When Washington Redskins first-round draft pick Ryan Kerrigan takes the field Friday night at Lucas Oil Stadium, he will be playing in front of about 20 family members and friends.
Kerrigan, whom Washington drafted 16th overall out of Purdue, grew
up in Muncie, and went to school in Lafayette – which, like his hometown, is less than 90 minutes away from Indianapolis.
Kerrigan remembers going to Colts’ games growing up, but now, his focus is on further improving in the Redskins’ defense and beating Indianapolis.
“I’m really excited. It’ll be really fun to play in front of a lot of family and friends,” Kerrigan says. “But at the same time, it’s a business trip and I’m going there to win.”
The 6-foot-4, 263-pound Kerrigan still is playing catch-up after missing the first week of training camp with a bone bruise to his right knee. But he gradually is becoming more comfortable as he transitions from defensive end to outside linebacker. Last week against Pittsburgh, he started and recorded three tackles – one for a loss – in his professional debut.

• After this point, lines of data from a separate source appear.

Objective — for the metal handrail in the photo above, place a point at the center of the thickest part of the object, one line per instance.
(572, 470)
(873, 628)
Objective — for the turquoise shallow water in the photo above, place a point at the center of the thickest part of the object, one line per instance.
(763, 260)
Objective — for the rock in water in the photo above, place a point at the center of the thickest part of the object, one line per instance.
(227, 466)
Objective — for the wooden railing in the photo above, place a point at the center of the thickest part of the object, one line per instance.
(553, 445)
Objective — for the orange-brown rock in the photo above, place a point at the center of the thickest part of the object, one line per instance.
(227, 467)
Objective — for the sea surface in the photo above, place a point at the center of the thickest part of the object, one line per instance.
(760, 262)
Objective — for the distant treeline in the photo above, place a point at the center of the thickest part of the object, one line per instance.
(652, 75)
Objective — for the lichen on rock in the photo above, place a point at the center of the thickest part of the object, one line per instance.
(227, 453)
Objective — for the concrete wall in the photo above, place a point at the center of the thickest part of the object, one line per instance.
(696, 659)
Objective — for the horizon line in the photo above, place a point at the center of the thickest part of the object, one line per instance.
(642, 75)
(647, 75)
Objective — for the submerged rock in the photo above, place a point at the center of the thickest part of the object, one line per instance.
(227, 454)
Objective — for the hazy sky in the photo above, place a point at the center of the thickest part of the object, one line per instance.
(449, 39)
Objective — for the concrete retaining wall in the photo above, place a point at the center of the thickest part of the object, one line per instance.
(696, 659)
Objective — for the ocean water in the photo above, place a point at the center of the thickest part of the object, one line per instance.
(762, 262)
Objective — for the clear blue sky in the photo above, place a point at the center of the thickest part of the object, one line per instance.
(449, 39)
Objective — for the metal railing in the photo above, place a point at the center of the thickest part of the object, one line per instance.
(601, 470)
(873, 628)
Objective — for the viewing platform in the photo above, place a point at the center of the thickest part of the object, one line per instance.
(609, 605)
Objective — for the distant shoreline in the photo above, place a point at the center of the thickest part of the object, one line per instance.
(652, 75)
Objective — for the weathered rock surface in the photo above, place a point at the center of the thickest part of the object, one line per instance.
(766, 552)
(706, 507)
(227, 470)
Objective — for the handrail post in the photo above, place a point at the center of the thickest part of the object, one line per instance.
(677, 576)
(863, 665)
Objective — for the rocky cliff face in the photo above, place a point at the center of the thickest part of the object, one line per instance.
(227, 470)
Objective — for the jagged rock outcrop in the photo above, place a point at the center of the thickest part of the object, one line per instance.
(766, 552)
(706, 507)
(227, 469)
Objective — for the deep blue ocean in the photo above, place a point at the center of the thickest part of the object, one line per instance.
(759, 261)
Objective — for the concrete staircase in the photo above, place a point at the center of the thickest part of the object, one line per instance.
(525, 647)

Kerrigan acknowledged that his play wasn’t perfect against the Steelers. He was caught out of position at times, and wasn’t able to play as fast as he needed to because he still was feeling his way along, particularly in pass coverage. But he hopes that an additional week of practice will pave the way for growth against the Colts.
“They say the biggest jump you make is from Game 1 to Game 2, and I’m hoping that’s true,” Kerrigan said. “I made a few mental errors last game, but I’m hoping to fix them this week. Just trying to be really detailed, trying to be where I need to be exactly when I need to be there.”

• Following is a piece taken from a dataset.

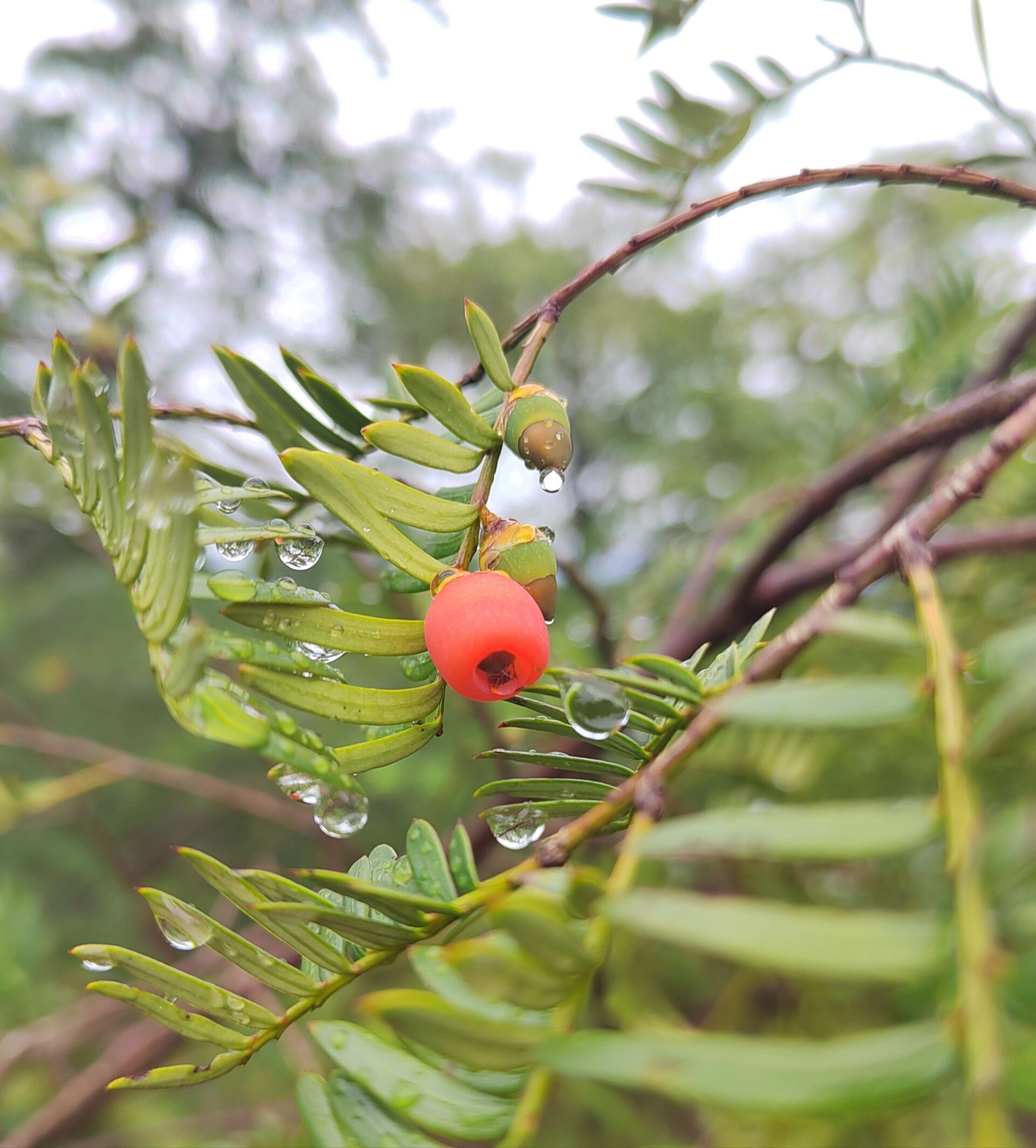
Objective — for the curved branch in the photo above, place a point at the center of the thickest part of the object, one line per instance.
(964, 180)
(972, 411)
(965, 482)
(120, 764)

Defensive coordinator Jim Haslett said Kerrigan’s expectations for significant improvement this week are realistic because of the player’s mindset and work ethic.
“Ryan’s a work in progress. He’ll get better every day he’s out there,” Haslett said. “Everything’s new to him--standing up--so the coverage aspect, he’s got to keep getting better at that. He’s a powerful guy that can make a lot of plays just because of his body makeup. … The more he plays, the better he’s going to get.”